Two articles by Alberto Medina, Developer Advocate in the Content Ecosystems Team at Google confirm this.
In his article published on Alberto Medina’s personal blog on January 29, 2018 Medina shortly describes his (and Google’s) vision for a long-term partnership between Google and WordPress:
The goal of our team is to help bring these two worlds together and work both with the WordPress community and core developers, and the web platform developers to enable amazing user experiences on the web — powered by WordPress.
In his article Medina also calls for WordPress experts to join the new partnership for a lot of partnership projects; Gutenberg development, enhanced theme development, further development of the AMP project and so forth.
Read more in his article on Medina’s blog.
The partnership was described in an article published on Torque.io in december 2017, where Medina outlines Google’s presence at WordCamp US earlier that year.
Medina conceptualises the partnership through a series of arguments for why Google is aligning some of their efforts with WordPress – or rather with the WordPress community:
Our goal was to engage with the WordPress community and start a discussion around the performance of the WordPress ecosystem, and we consider the event a success! The experience was superb, and here is our perspective of it.
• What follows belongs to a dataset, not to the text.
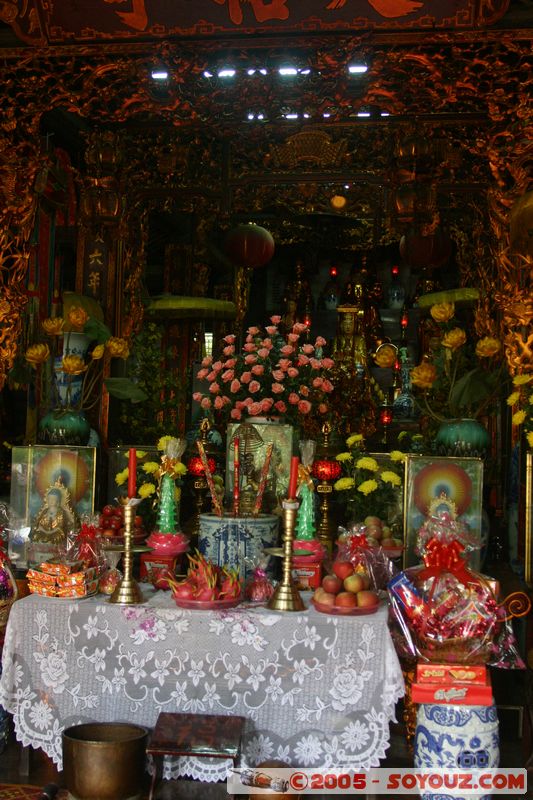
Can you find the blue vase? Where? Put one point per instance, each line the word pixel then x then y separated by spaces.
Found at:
pixel 462 438
pixel 64 426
But it’s the general succes as a web platform that has driven Google towards WordPress.
The 59% share of the CMS market is not something to miss – that and the fact that almost one third of all web content today is powered by WordPress is a no-brainer for Google.
They had to partner up with WordPress!
We’re just surprised that this project hasn’t come around a long time ago.
WordPress’ dominance in the CMS market has been evident for several years.
Page Speed – mobile…
Nevertheless it’s exciting news and very interesting to see what comes out of the partnership.
Page speed is at the very center of Google’s politics for ranking webcontent in their search results listings.
Like searchengineland.com puts it:
Google has been focusing on speed, speed, and then also speed, for eight years now.
With the inclusion of the AMP project, Accelerated Mobile Pages, in the partnership and the general focus of Page Speed by Google it’s not suprising that the partnership is focused on mobile web content delivery – fast loading content delivery.
So page speed is a prime factor in the partnership between Google and WordPress.
This isn’t exactly breaking news – not for Google at least. WordPress is another story…
In 2010 Google had already begun using page speed as a ranking factor for desktop searches.
Eight years later page speed is still at the center of Google’s attention. But now it’s the mobile web that’s in focus.
For sedveral years now Google has been working to add mobile page speed to its mobile search rankings.
The latest estimates says that it will be in place by July 2018 and that the page speed algorithm will seek to discredit the slowest webpages in a given search.
With Google’s interest and involvement in the AMP project and Automattic’s AMP plugin for WordPress the partnership has an almost natural generic focus on fast loading mobile web content.
This tide is high
Since 2016 the preferred platform for accessing web content has been mobile and tablet devices.
Between 2009 and 2016 the curves crossed over for desktop and mobile web session and have come to rest with the curve for mobile web sessions above the curve for desktop session.
From this perspective the partnership makes good sense and especially from Google’s – but also from WordPress.org’s – it’s the only sane thing to focus on;
Try to make mobile web content load as fast as possible.